Stuart Jeffries

Saudi Arabia’s burgeoning art scene

The Crown Prince hopes to transform a cultural dustbowl into a jewel in the Arabian crown and sanitise a country known for oil and oppression

Where the desert can admire its own reflection: the world’s largest mirrored building, the Maraya cultural centre in Al-’Ula, home to a concert hall and the exhibition What Lies Within. Credit: Tuul and Bruno Morandi / Alamy Stock Photo 
issue 05 March 2022

A little more than a century ago, a charismatic British army captain called T.E. Lawrence and fearsome Bedouin warriors swept through the sublime canyons around the desert city of Al-’Ula where I stroll today. They blew up the Hejaz railway, built to transport hajjis from Damascus towards Mecca but repurposed during the first world war by Turks to ferry munitions and troops. Such was the 1916-18 Arab Revolt that threw off Arabia’s Ottoman yoke.

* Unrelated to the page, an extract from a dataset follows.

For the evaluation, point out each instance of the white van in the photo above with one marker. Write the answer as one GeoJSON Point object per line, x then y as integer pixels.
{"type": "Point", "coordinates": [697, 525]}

Today a very different kind of Arab uprising is sweeping through Al-’Ula. The canyons resonate not with bombs but with art. Dubai-based Zeinab Alhashemi has constructed boulders made from camel hides for a piece called ‘Camouflage 2.0’. Fitting since the Quran mentions Al-’Ula as the miraculous site where a she-camel was summoned from rock by the prophet Saleh as a sign to pagan locals from Allah. Ramallah-based Khalil Rabah, meanwhile, has planted a square orchard of olive trees in the pitiless desert.